Skip to content

Ψ — Column statistics + cost-based optimisation

Goal: ematix-flow's planner makes shape decisions based on data characteristics, not just hand-coded rules. Enables Σ.G.4's cost-driven dispatch + better join ordering on arbitrary user queries.

Status: stub. Two-stage plan: - Ψ.1 — column statistics + cardinality estimator (~4 wk) - Ψ.2 — full CBO (~3-6 months, separate decision point)

Will be promoted to a full plan after Σ.G + Φ.3 have landed (Σ.G.4 needs Ψ.1 to be useful).

Why this is two stages

Ψ.1 (stats + estimator) is cheap. Histograms, NDV (number of distinct values), min/max, null fraction — all derived from a single column-stats scan per parquet file (which we can do at load time, or piggy-back on existing decode passes). Cardinality estimator is ~500 lines of join-predicate math. Plenty of literature (Selinger '79 through Microsoft's "How good are query optimizers" 2015).
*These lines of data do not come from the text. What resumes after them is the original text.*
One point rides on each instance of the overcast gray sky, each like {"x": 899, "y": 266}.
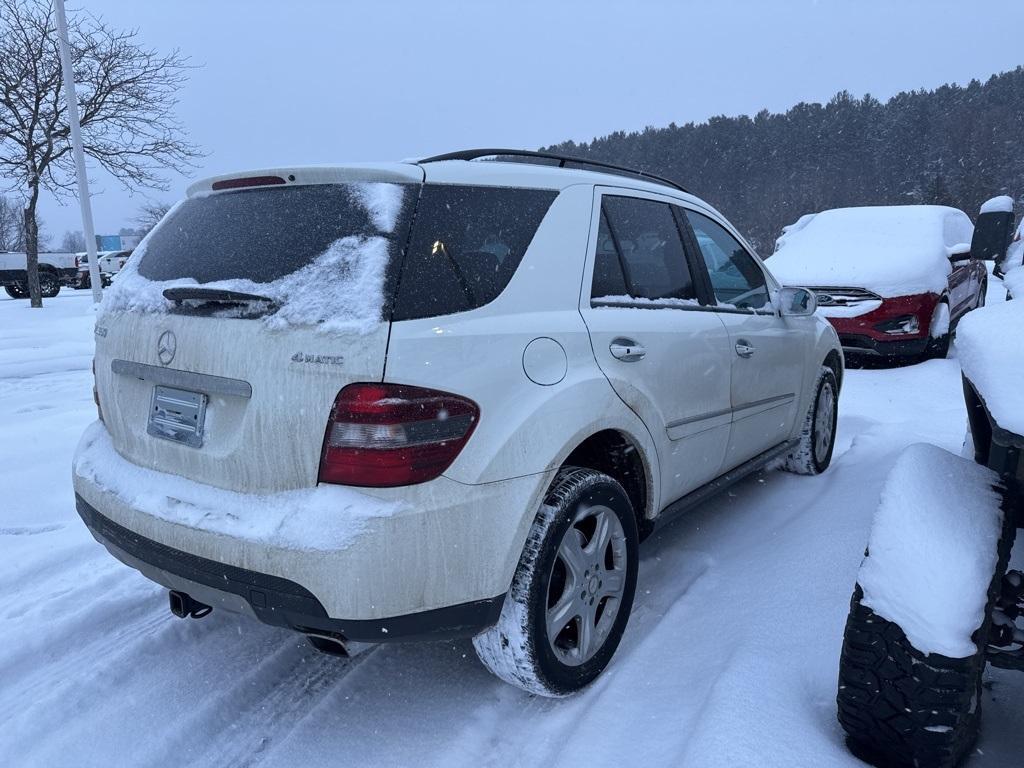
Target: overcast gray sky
{"x": 321, "y": 82}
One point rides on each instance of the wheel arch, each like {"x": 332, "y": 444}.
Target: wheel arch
{"x": 617, "y": 455}
{"x": 834, "y": 360}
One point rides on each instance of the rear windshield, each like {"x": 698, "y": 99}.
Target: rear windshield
{"x": 339, "y": 255}
{"x": 466, "y": 244}
{"x": 265, "y": 233}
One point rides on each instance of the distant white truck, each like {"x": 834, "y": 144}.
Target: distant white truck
{"x": 111, "y": 263}
{"x": 55, "y": 269}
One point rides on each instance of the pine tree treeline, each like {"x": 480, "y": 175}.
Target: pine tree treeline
{"x": 952, "y": 145}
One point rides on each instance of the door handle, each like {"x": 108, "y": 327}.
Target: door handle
{"x": 627, "y": 350}
{"x": 743, "y": 348}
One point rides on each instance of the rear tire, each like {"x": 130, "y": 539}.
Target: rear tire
{"x": 817, "y": 439}
{"x": 938, "y": 346}
{"x": 572, "y": 592}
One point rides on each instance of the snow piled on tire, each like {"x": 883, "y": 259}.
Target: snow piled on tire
{"x": 933, "y": 549}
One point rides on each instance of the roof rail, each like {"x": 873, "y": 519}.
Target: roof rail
{"x": 562, "y": 160}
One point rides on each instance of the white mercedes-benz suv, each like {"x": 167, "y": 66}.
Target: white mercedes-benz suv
{"x": 439, "y": 398}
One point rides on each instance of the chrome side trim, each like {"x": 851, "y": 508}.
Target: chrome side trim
{"x": 759, "y": 407}
{"x": 735, "y": 414}
{"x": 183, "y": 379}
{"x": 702, "y": 417}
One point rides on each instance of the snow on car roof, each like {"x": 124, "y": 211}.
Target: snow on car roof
{"x": 891, "y": 250}
{"x": 486, "y": 173}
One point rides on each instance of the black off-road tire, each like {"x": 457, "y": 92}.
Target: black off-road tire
{"x": 904, "y": 709}
{"x": 516, "y": 649}
{"x": 804, "y": 460}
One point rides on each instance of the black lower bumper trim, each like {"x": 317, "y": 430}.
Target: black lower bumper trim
{"x": 865, "y": 345}
{"x": 281, "y": 602}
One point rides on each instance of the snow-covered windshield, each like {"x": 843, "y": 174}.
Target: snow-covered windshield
{"x": 891, "y": 250}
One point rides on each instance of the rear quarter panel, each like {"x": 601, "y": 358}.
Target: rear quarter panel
{"x": 525, "y": 427}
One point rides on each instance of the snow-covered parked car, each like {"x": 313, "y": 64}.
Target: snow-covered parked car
{"x": 111, "y": 262}
{"x": 55, "y": 269}
{"x": 893, "y": 280}
{"x": 934, "y": 600}
{"x": 439, "y": 398}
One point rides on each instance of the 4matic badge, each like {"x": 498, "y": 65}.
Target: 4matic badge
{"x": 323, "y": 359}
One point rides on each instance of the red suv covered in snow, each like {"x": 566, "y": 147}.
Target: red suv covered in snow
{"x": 893, "y": 281}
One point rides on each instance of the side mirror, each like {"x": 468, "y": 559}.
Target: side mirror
{"x": 960, "y": 252}
{"x": 797, "y": 302}
{"x": 992, "y": 233}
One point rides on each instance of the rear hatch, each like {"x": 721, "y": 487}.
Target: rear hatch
{"x": 225, "y": 339}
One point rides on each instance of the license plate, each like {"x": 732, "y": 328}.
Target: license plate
{"x": 177, "y": 415}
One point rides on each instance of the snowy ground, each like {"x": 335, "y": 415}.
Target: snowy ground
{"x": 730, "y": 657}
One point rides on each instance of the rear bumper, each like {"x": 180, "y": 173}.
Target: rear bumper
{"x": 273, "y": 600}
{"x": 358, "y": 562}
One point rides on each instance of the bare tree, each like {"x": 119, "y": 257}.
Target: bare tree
{"x": 127, "y": 95}
{"x": 10, "y": 224}
{"x": 150, "y": 215}
{"x": 74, "y": 242}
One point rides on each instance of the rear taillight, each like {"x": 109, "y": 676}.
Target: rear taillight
{"x": 392, "y": 434}
{"x": 95, "y": 391}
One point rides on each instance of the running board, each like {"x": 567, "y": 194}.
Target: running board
{"x": 701, "y": 495}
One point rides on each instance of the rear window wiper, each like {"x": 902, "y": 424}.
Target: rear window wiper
{"x": 216, "y": 295}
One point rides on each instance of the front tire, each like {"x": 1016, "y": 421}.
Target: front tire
{"x": 16, "y": 291}
{"x": 49, "y": 286}
{"x": 904, "y": 709}
{"x": 817, "y": 439}
{"x": 572, "y": 591}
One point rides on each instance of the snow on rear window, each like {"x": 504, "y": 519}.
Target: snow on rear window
{"x": 318, "y": 252}
{"x": 891, "y": 250}
{"x": 1001, "y": 204}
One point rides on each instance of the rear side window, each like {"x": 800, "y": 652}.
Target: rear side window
{"x": 465, "y": 246}
{"x": 640, "y": 252}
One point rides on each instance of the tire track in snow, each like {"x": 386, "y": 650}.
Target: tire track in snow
{"x": 263, "y": 708}
{"x": 72, "y": 663}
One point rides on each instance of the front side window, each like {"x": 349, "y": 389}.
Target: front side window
{"x": 465, "y": 246}
{"x": 640, "y": 253}
{"x": 735, "y": 276}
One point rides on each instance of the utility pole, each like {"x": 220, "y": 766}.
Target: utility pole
{"x": 76, "y": 142}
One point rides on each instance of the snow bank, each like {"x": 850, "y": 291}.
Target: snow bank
{"x": 340, "y": 291}
{"x": 990, "y": 347}
{"x": 933, "y": 549}
{"x": 891, "y": 250}
{"x": 1001, "y": 204}
{"x": 326, "y": 517}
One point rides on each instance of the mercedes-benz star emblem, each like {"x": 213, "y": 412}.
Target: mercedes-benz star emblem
{"x": 167, "y": 345}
Ψ.2 (full CBO) is expensive. Plan-space search (DP, Cascades, or learned), cost model per operator, IBM-style join-graph exploration. Years of work end-to-end. Calcite is the reference for "took a community 10+ years to mature."

We do Ψ.1 first, decide whether Ψ.2 is worth committing to based on what Ψ.1 unlocks.

What Ψ.1 covers

Layer What Effort
Column stats collection At parquet open time, extract from existing parquet metadata (min/max, null count) + sample NDV from dict page if dict-encoded ~1 wk
Stats persistence Cache in a sidecar .stats.json or memoize per TableProvider instance ~3 days
Histogram (optional) Equi-height histogram per column, sampled from the first row group. Defer if Σ.G.4 works with just min/max + NDV ~1 wk
Cardinality estimator Standard selectivity rules: equi-predicate = 1/NDV, range = (max-val) / (max-min), join = leftrows × rightrows × selectivity_of_join_predicate ~1 wk
Plug into Σ.G.4 Use estimator output to gate the "fused path or default path" decision ~3 days

Total Ψ.1: ~4 wk.

What Ψ.2 covers (deferred)

Layer What Why expensive
Join graph enumeration DP-based bushy join ordering on N tables O(3^N) plans — Q5/Q8/Q9 have 6+ tables
Plan cost model Per-operator cost: scan cost ≈ rows × col-bytes; hash cost ≈ rows × log(unique); etc. Calibration matters — wrong cost model picks slow plans
Search strategy Cascades-style group enumeration with memoization Code complexity
Adaptive Query Execution Re-plan mid-execution when actual cardinality diverges from estimate Spark AQE inspiration

Honest estimate: 3-6 months of focused work by someone who's done it before. 12 months by someone who hasn't.

Non-goals (for now)

  • Multi-column correlation statistics — captures whether l_orderkey and o_orderkey follow the FK relationship's expected distribution. Big help on TPC-H Q5/Q8/Q9 but hard to estimate cheaply. Defer to Ψ.3 if Ψ.2 ships.
  • ML-based cardinality — neural cardinality estimators (NeuroCard, MSCN) — research-grade, not production-ready.
  • Learned plan ordering — Microsoft's NEO, Cardinality Estimation Benchmark — research-grade.

Gates

Ψ.1 gate: - Σ.G.4's cost-driven dispatch picks the fused path on ≥90% of TPC-H queries where it would help (= the queries our hand-coded rules cover today) - Σ.G.4 picks the default path on ≥90% of queries where the fused path would lose (= negative tests we'd need to write) - TPC-H SF=1 + SF=10 numbers don't regress

Ψ.2 gate: to be decided based on Ψ.1's outcome.

Sequencing

  • Prerequisites: Σ.G (to have a planner rule that can consume stats); ideally Φ.1+Φ.3 too so the fused path is broader.
  • Why we defer: the immediate competitor (DuckDB) has good stats but ematix-flow can match its TPC-H numbers on stuff DuckDB cares about without stats. Stats earn their place when we go after workloads outside TPC-H.

Honest open questions

  • Is full CBO worth it given how much TPC-H success we're getting from rule-based? Spark has a CBO and people still complain about bad plans. DuckDB's planner is simple by design and competitive.
  • Could "Ψ.1 + Σ.G.4 + Φ" be the entire optimiser story, and we skip Ψ.2 forever? Plausible. Decide after Ψ.1.